In addition, when we examined reporting practices over time, different reporting patterns across the 3 data sources also were noted. In general, the proportion of Add Health articles that reported use of design effects and sample weights noticeably increased after the late 1990s and then stayed relatively consistent, although there was a slight decrease over the last 5 years (Figure 1). Conversely, reporting of design effects and sample weights in MTF articles has continued to increase over the last 16 years (Figure 2).

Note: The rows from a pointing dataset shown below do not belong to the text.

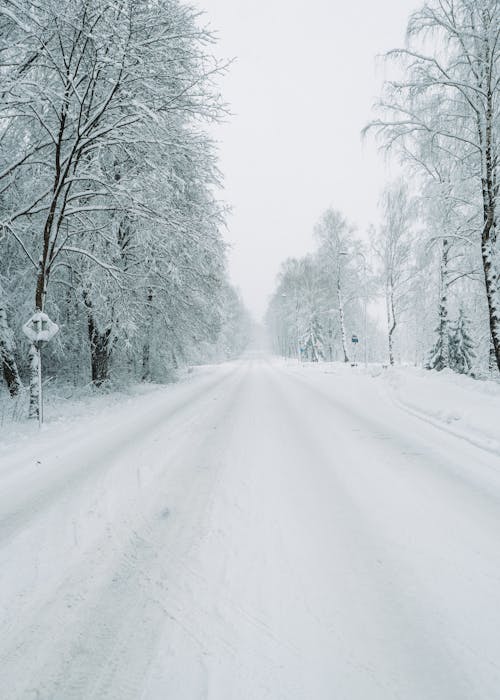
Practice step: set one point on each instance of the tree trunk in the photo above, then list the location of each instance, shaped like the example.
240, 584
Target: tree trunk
146, 348
391, 320
341, 318
443, 329
490, 194
101, 347
7, 358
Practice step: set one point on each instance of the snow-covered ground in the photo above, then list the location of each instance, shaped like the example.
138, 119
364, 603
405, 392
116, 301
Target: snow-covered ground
257, 531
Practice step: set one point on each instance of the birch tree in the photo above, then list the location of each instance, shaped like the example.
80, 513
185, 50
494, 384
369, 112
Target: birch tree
450, 92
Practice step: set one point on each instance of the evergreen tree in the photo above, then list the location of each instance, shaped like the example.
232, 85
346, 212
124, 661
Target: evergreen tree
461, 345
439, 355
313, 341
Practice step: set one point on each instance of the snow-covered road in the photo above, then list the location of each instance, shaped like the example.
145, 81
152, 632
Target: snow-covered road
259, 532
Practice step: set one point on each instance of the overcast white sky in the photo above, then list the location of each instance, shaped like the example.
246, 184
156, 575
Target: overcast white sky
301, 90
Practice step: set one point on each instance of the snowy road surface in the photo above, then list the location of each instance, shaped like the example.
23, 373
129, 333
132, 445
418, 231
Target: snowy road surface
257, 532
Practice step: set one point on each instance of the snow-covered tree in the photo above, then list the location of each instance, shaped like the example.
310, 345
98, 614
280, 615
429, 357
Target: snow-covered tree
448, 96
462, 345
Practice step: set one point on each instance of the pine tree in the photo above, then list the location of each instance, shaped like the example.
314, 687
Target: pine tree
313, 341
461, 345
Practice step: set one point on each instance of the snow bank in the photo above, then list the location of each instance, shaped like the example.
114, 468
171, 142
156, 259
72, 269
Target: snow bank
468, 408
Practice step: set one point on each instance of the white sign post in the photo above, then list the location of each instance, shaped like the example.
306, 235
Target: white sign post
40, 329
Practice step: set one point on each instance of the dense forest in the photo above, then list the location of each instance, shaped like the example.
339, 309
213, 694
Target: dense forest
109, 217
432, 263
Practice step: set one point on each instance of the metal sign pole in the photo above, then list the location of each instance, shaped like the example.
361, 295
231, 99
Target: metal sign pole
40, 394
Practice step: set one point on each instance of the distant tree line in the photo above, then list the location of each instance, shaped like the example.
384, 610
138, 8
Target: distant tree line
435, 257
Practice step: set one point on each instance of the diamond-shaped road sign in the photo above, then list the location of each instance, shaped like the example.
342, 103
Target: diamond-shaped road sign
40, 327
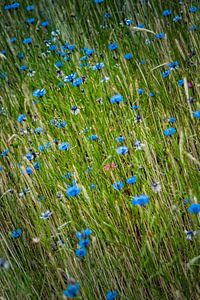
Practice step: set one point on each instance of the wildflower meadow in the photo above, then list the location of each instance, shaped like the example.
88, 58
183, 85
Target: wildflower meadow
99, 151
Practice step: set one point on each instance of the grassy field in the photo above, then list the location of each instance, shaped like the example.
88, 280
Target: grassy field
99, 112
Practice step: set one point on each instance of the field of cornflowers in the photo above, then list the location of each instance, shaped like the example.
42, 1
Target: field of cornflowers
99, 112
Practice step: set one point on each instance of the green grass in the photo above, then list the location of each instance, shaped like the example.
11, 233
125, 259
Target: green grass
142, 252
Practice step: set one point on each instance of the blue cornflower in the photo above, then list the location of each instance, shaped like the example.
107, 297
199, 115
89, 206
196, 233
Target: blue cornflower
59, 64
21, 55
27, 41
36, 166
72, 290
29, 171
13, 40
128, 22
88, 52
77, 82
193, 27
46, 215
160, 36
29, 156
81, 252
23, 68
30, 8
193, 9
71, 47
93, 186
169, 131
44, 24
5, 152
38, 130
75, 110
135, 107
128, 56
21, 118
39, 93
83, 234
93, 137
107, 15
113, 46
120, 139
194, 208
196, 114
141, 25
122, 150
70, 77
118, 185
98, 1
167, 12
64, 146
16, 233
177, 18
73, 191
52, 48
180, 82
173, 65
84, 243
116, 98
98, 66
14, 5
30, 20
171, 120
140, 200
165, 74
111, 295
131, 180
140, 91
142, 62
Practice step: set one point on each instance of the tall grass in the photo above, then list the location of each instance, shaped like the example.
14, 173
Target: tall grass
142, 252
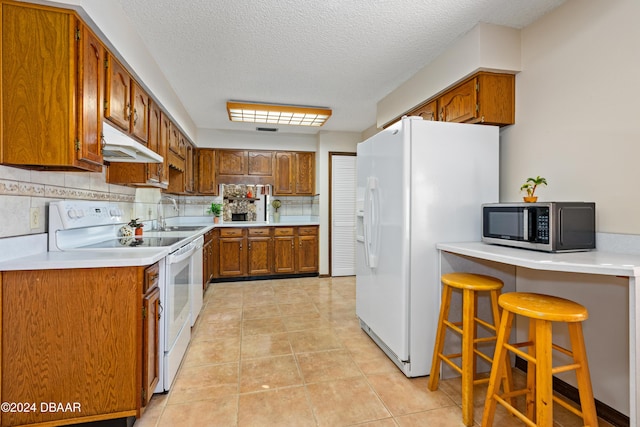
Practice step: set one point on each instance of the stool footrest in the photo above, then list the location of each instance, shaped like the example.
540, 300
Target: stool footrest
485, 324
565, 368
482, 355
454, 326
450, 363
481, 381
562, 350
514, 411
514, 348
567, 406
485, 339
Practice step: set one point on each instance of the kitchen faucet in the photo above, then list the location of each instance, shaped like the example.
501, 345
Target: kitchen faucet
161, 222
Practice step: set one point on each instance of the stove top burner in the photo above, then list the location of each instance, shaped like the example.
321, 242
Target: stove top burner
131, 242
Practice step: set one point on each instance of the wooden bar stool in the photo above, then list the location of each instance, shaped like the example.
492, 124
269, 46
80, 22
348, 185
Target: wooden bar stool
542, 311
470, 284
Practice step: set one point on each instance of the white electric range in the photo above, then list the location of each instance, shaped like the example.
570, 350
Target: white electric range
97, 226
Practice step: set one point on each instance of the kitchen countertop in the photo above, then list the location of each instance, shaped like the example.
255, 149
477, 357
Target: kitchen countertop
612, 336
124, 257
592, 262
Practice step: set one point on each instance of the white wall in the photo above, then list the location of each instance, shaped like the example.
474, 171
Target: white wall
486, 47
576, 110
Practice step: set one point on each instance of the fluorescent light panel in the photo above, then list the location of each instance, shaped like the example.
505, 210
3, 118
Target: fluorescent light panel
277, 114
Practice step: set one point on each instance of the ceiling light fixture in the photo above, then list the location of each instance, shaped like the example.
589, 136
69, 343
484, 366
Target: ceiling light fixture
295, 115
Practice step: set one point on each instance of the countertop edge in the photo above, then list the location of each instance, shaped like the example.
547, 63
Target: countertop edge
590, 262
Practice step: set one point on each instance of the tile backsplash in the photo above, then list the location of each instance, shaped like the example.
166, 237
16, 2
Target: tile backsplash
26, 194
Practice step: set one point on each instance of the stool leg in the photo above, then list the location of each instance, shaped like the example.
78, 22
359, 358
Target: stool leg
544, 383
434, 376
583, 376
530, 397
499, 358
507, 380
468, 355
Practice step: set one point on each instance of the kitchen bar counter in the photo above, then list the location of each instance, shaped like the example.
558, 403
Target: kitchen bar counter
592, 262
605, 282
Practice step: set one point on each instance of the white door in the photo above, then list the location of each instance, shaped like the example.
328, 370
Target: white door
343, 218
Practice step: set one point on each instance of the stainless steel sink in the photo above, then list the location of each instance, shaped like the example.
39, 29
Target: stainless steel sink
183, 228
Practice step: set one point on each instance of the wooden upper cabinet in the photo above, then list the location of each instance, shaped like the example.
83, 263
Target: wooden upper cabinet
232, 162
118, 105
207, 171
51, 90
140, 114
459, 104
305, 173
189, 174
127, 103
428, 111
155, 170
145, 174
260, 163
174, 140
90, 90
485, 98
283, 182
295, 173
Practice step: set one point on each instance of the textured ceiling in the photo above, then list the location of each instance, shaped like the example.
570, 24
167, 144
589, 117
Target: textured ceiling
342, 54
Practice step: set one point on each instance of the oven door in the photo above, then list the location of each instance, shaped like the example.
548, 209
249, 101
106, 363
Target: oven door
178, 279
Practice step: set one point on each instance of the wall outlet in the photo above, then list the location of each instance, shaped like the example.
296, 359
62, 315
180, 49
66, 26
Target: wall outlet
34, 218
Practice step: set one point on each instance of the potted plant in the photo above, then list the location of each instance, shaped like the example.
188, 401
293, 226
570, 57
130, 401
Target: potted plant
215, 210
137, 226
530, 186
276, 205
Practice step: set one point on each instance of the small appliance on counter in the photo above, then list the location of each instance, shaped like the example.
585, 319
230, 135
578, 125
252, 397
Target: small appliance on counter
547, 227
244, 202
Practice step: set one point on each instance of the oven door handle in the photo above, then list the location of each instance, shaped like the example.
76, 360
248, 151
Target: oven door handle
181, 254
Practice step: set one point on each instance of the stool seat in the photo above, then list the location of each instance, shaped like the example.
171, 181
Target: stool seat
543, 307
473, 282
541, 311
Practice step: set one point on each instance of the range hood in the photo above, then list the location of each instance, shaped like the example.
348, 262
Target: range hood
118, 147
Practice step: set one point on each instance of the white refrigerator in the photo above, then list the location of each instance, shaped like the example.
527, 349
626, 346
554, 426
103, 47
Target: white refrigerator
418, 183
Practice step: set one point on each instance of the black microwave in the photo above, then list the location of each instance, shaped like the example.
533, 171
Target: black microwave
548, 226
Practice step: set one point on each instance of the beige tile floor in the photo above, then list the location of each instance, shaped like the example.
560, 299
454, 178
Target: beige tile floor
291, 353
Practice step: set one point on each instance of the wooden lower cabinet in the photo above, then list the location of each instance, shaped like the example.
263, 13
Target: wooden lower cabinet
264, 251
232, 261
78, 337
260, 253
307, 249
284, 242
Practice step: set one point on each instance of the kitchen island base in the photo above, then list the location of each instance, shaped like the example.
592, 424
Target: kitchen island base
603, 282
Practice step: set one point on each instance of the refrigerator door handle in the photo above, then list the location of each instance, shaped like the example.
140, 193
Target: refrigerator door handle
371, 223
366, 220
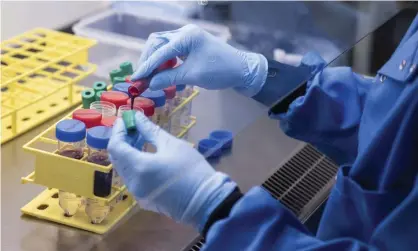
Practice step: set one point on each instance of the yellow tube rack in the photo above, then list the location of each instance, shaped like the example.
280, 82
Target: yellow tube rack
38, 71
76, 176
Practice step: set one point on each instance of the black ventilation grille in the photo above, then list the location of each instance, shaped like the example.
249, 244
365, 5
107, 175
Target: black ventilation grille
296, 182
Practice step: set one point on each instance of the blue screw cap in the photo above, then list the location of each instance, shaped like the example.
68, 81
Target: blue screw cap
98, 137
121, 87
180, 88
225, 137
70, 130
210, 148
157, 96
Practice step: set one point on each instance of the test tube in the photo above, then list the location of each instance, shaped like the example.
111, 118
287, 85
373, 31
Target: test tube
89, 117
105, 108
181, 118
146, 104
160, 112
126, 107
108, 111
70, 134
97, 141
115, 97
170, 94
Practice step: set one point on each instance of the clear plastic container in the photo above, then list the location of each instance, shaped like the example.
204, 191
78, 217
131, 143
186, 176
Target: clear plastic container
123, 108
122, 35
170, 94
146, 104
185, 121
97, 141
161, 113
107, 109
70, 134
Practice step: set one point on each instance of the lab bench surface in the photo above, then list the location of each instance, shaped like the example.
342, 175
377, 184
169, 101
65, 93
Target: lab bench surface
258, 150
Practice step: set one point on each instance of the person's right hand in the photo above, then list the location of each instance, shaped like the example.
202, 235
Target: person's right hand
208, 62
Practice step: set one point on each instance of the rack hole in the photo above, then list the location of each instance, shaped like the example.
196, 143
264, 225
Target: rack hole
84, 68
69, 74
36, 75
34, 50
14, 45
39, 34
43, 206
42, 60
50, 69
28, 40
19, 56
64, 63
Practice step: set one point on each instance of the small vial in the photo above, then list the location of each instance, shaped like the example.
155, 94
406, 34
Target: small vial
170, 94
107, 109
160, 112
115, 97
178, 119
97, 141
89, 117
70, 134
123, 108
146, 104
97, 210
188, 91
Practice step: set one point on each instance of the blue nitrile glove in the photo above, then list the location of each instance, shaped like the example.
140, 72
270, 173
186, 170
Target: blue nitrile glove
175, 181
208, 62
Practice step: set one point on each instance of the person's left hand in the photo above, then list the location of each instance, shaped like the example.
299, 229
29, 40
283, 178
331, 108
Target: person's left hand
176, 180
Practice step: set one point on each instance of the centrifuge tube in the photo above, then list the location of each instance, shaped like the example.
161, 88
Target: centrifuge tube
160, 112
70, 134
97, 141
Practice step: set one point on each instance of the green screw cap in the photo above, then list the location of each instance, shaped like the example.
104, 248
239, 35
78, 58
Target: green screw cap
115, 73
98, 95
99, 86
129, 119
126, 68
87, 97
118, 80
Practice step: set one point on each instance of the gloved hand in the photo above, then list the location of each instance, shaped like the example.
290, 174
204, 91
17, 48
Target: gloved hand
175, 181
208, 62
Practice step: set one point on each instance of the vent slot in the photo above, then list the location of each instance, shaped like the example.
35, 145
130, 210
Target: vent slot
296, 182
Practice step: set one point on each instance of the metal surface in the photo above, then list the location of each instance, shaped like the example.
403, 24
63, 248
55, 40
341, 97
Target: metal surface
258, 150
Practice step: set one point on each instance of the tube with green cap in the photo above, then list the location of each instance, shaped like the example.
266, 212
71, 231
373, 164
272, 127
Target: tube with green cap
126, 68
87, 97
99, 86
115, 73
98, 95
118, 80
129, 120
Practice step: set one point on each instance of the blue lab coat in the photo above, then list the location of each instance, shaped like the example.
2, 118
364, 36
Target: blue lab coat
370, 127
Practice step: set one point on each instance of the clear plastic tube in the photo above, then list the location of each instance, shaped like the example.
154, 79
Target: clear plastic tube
107, 109
70, 135
97, 140
123, 108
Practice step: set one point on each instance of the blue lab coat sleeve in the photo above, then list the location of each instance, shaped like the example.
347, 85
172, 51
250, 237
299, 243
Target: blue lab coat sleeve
328, 114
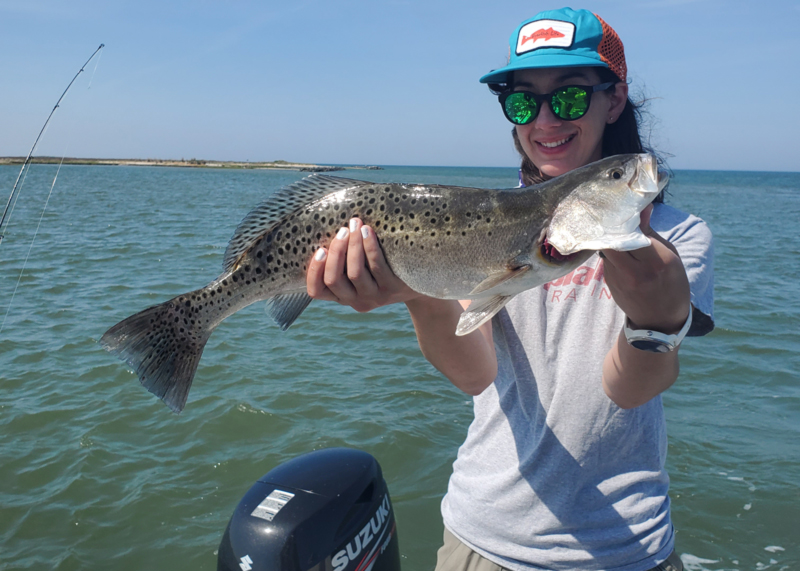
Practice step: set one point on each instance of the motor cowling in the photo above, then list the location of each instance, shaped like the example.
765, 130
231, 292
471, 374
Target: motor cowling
328, 510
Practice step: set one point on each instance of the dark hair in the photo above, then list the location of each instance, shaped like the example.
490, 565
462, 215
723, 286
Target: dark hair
620, 137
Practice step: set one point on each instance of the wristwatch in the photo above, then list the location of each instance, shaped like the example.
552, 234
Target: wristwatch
655, 341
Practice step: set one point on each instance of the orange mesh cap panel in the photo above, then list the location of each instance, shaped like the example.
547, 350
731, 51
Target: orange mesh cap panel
612, 52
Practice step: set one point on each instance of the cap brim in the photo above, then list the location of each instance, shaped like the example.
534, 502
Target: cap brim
540, 61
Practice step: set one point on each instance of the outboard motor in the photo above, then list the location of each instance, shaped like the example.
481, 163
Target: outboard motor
328, 510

Moreover, unlike the reporting practices in both Add Health and MTF articles, the reporting practices seen in YRBS articles have remained relatively consistent across the last decade, after a slight increase after the late 1990s (Figure 3).
In addition to coding authors’ reports of accounting for design effects and use of sample weights, we also coded by author affiliation with the data source used in the article (internal affiliate or not). Internal affiliates consisted of authors who were part of the research team that designed the study or collected the data, as well as authors who worked for an organization responsible for managing the research and data (e.g., all employees of the Centers for Disease Control and Prevention were considered internal affiliates for YRBS data). Eighteen percent of Add Health articles, 42% of MTF articles, and 33% of YRBS articles were authored by internal affiliates. Of these, approximately two thirds of Add Health, one half of MTF, and all YRBS articles reported accounting for the design effect of the complex data structure, whereas three quarters of Add Health and MTF internal affiliate articles and almost all YRBS internal affiliate articles reported use of sample weights. Although these percentages appear low, they represent better reporting practices than those in articles written and published by researchers with no affiliation with the data (Table 1).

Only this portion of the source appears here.